Rajasthan, a gold mine of beautiful architecture and rich heritage has a special place in the hearts of all its visitors. Every city here has a charm of its own and as you explore these historic places, it weaves a magical web of being a part of a different era. During our visit to Jaisalmer we came across some of the very beautiful structures that left us speechless with all the masterful craftmanship, delicate designs, colourful paintings and mostly the enticing tales behind them.
While giving us a tour of the Fort of Jaislamer, our guide pointed us towards a haveli that was visible from the palace rooftop and told us an intriguing story of a Minister, Salim Singh and the so-called haunted village (Click here to read more). Upon prodding him, he further revealed that we can actually take a tour of the haveli to know more about the old tales. He also suggested us to visit two other havelis (Patwon ki Haveli and Nathmalji ki Haveli), that were well-known for its grandeur and beauty back in old days. On completing the fort tour, we decided to start our haveli tour with Patwon ki Haveli and then proceed to the next two.
After endless walking through the maze of streets in the market, we reached a large building complex that had a narrow lane like path leading in and this was the famous Patwon ki Haveli. From the exteriors, one can see large wall covered with jalis (latticed screen) and Jharokhas (balconies) with an arched entrance in a corner of the building. As we walked through the entrance, a guy at the information desk imparted information about the haveli and offered us to give detailed tour of the haveli. Although initially we were sceptical to take up on the offer as we did not have a great experience with fort tour guide, we finally decided to give him a chance and much to our delight, he was one of the best guides (also a good photographer) we have met so far.
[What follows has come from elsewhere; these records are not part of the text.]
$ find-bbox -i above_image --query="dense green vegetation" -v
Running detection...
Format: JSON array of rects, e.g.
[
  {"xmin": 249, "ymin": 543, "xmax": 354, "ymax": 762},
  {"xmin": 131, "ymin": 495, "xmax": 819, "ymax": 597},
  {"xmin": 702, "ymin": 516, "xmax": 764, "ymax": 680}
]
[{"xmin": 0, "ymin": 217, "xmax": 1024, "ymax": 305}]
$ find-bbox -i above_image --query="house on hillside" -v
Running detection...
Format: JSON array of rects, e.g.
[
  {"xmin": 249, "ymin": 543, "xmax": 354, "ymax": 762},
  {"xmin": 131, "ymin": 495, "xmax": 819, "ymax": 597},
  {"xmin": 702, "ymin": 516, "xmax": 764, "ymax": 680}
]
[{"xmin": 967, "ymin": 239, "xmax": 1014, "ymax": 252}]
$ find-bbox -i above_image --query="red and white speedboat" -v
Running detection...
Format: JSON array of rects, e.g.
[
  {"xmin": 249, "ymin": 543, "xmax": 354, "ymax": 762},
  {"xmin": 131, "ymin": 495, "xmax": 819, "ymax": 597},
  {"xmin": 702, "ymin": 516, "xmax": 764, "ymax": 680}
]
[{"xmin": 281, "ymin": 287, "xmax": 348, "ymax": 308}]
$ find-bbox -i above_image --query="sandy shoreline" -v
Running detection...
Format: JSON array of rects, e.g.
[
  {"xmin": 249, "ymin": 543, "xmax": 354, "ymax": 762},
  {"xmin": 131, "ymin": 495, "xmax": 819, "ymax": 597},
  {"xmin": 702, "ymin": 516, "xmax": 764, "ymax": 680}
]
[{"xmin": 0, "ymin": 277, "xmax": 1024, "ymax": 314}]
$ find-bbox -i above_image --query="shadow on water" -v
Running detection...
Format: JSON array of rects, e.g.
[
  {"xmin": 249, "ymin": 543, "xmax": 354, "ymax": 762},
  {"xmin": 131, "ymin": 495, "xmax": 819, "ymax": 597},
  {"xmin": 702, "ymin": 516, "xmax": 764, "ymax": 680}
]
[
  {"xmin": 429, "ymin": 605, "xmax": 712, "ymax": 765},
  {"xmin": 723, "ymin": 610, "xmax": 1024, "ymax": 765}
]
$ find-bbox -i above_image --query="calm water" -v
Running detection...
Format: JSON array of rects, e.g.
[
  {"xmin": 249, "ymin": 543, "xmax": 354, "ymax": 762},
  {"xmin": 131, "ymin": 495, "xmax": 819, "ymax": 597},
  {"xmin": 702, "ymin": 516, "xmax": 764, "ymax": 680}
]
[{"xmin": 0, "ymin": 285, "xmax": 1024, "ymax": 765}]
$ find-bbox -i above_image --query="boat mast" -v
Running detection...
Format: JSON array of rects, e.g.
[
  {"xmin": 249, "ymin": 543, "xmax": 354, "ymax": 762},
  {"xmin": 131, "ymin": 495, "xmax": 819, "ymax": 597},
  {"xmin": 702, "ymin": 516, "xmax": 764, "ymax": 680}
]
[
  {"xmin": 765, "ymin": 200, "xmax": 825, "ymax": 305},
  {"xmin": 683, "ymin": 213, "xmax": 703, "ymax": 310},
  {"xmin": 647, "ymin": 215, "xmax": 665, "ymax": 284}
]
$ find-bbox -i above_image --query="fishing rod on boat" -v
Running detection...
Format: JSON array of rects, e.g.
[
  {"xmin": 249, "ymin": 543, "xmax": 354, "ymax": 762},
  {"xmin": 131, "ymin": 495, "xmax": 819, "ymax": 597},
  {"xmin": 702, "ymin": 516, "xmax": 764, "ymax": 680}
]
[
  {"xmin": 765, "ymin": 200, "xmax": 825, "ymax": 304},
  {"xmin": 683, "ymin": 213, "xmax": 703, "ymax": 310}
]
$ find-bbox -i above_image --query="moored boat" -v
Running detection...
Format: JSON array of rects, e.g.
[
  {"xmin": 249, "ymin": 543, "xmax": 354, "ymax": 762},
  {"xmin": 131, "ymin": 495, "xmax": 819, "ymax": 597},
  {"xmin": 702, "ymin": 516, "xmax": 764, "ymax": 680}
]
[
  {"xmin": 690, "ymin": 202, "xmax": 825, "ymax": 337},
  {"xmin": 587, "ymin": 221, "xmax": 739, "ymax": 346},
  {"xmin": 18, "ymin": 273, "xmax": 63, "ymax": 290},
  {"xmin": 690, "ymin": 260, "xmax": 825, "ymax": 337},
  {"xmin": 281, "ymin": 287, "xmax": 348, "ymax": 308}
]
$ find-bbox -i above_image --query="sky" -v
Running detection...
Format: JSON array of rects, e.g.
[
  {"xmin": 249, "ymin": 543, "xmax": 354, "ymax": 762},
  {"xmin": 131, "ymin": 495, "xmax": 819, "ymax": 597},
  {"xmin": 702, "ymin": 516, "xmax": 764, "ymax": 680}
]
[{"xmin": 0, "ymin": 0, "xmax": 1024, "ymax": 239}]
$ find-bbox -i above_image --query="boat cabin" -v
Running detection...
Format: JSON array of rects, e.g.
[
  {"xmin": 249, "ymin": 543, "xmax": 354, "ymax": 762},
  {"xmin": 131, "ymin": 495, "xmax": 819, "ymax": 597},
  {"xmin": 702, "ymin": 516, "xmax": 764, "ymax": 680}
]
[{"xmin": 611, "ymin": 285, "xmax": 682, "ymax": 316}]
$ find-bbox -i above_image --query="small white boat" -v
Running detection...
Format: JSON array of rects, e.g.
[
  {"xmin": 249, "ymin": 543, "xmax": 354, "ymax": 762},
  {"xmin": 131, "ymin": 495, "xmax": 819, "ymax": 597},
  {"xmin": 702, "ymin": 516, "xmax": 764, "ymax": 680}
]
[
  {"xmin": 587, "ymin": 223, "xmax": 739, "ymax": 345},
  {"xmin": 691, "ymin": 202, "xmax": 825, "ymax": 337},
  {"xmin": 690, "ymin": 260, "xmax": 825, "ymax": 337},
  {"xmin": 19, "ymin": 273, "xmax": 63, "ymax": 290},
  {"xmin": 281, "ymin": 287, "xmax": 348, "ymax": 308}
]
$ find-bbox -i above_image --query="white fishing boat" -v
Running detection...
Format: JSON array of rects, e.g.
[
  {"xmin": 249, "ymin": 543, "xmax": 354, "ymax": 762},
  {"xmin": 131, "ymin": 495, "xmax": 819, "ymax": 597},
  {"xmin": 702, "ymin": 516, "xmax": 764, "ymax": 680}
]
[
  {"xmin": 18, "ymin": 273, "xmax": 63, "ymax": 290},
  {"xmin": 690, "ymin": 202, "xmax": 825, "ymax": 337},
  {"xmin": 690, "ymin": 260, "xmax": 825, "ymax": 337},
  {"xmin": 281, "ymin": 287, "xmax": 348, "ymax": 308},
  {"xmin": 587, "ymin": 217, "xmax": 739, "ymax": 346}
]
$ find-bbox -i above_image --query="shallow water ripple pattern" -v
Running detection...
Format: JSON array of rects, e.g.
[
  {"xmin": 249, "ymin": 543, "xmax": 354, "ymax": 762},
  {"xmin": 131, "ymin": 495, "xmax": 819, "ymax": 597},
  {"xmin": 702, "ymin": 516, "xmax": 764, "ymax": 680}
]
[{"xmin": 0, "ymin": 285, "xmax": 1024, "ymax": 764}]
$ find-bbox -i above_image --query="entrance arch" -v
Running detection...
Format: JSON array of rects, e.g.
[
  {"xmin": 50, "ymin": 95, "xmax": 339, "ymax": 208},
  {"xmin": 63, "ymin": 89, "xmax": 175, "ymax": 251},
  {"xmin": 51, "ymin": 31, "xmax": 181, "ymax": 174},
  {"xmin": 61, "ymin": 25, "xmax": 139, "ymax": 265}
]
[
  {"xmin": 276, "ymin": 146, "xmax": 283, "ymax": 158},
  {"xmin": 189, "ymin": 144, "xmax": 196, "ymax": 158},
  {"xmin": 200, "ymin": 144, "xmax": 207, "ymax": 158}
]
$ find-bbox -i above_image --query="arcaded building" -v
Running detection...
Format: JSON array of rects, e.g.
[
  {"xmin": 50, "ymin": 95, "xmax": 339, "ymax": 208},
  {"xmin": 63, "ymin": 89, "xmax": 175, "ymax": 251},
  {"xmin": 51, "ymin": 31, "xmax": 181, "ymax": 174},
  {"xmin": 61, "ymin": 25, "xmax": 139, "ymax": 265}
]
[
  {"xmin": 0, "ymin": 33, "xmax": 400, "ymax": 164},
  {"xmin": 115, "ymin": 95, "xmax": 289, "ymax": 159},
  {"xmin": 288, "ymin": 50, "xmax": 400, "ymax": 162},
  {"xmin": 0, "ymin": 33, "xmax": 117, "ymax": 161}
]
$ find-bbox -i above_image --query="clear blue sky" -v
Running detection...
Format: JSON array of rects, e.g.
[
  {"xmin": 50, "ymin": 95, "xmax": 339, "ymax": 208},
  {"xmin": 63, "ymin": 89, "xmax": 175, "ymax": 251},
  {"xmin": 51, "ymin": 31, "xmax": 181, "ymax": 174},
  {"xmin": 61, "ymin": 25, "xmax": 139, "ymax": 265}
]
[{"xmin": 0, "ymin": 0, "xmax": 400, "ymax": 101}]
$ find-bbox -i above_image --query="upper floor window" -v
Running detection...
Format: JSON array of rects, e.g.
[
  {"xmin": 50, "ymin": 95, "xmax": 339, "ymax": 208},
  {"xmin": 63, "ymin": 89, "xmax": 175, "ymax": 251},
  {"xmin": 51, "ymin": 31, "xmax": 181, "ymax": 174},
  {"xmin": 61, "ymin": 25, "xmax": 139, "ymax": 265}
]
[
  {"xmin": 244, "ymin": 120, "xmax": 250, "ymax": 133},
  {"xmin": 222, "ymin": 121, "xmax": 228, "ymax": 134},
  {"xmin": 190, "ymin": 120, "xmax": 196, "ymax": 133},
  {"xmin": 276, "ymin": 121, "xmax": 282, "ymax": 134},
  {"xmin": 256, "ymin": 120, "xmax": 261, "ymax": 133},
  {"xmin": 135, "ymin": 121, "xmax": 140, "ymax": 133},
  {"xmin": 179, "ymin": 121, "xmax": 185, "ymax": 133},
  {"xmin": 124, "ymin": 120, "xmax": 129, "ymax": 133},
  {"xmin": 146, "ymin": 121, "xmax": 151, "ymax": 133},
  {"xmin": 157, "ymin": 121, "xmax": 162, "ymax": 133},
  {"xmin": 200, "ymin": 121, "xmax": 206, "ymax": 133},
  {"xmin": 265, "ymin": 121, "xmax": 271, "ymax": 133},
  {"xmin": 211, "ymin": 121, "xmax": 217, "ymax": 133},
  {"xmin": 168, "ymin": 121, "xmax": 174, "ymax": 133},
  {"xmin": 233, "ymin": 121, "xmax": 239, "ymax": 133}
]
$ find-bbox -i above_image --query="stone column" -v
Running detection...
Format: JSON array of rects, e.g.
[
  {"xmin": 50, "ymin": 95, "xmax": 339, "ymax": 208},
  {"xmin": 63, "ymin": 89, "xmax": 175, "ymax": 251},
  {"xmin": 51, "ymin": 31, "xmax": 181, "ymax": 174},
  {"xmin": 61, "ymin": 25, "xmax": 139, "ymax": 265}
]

The haveli, which is a group of five smaller havelis was built by a merchant named Guman Chand Patwa in the 19th century for his family. Out of the five houses, sadly only one of them was open for visitors. At a glimpse, the haveli looked average sized but as we started exploring the house entirely we were quite surprised by how massive the house was. The haveli is an artistic masterpiece showcasing the grand life of the merchants during the Golden era of Jaisalmer and the sheer beauty of the place took our breath away. Each room in the house is beautifully done with unique artwork adorning the walls and ceilings, minute details added on every day-to-day article.
Of all the room, the ladies dressing room was our favourite, displaying gorgeously feminine touch in every nook and corner of the room. Floral designs adorning the walls and colourful outfits and various accessories of the ladies hung around the room, making us wish that this was our room ;). On completing the tour our guide took us to second haveli, that currently is a small craft shop. We were allowed to walk around the main living room, which although isn’t as well maintained as the first haveli but still has a lingering beauty of its own. If one wants to have a look into the life of the rich merchants when the city was flourishing, we would definitely suggest you to visit this haveli and also go for a guided tour like we did, you wont regret it :).
All the walking around in the heat had our stomach growling, we decided to take a break from our tour and had a scrumptious traditional lunch in the market. Our next stop was the Salim Singh ki haveli, house of the famous (and supposedly one of the cruel) minister of Jaisalmer. Unlike Patwon ki Haveli, Salim Singh ki Haveli does not offer much in terms grandeur as it currently left in ruins, but it has a unique architecture and a beauty of its own. We were acquainted with one of the caretakers of the house, who took us around giving interesting tidbits of the place. The haveli boasts of the elaborate stonework on its balconies, pillars and railings and it is interesting to note that the building was designed in a way to give peacock like appearance. As we walked around this dilipated building listening to the stories we couldn’t help but imagine the state of the place in its full artistic glory.
We then moved on to the last haveli in our list, Nathmal ki Haveli, which wasn’t easy to look for as the locals kept giving confusing directions (and for some reason google maps was acting really funny!!). Luckily some kids who were playing around lead us to the Haveli and this place from the exteriors looked like pure work of art. The Haveli was a gift by the king to the Diwan and just looking at the magnificent work on the outer façade we were quite dumbstruck. Unfortunately on entering the place, we were politely informed that the haveli was not open for visitors as there are families residing in it. This put a damper to our spirits, however, as we quietly left the building we made a quick scan of the surroundings just out of curiosity and were successful in noticing some of the artwork inside the haveli.
These havelis have brilliantly captured the inherent artistic abilities of the craftsmen of those times and also the gives you a glimpse into the glorious history of Jaisalmer when it was thriving as a result of succesful business and trade connections.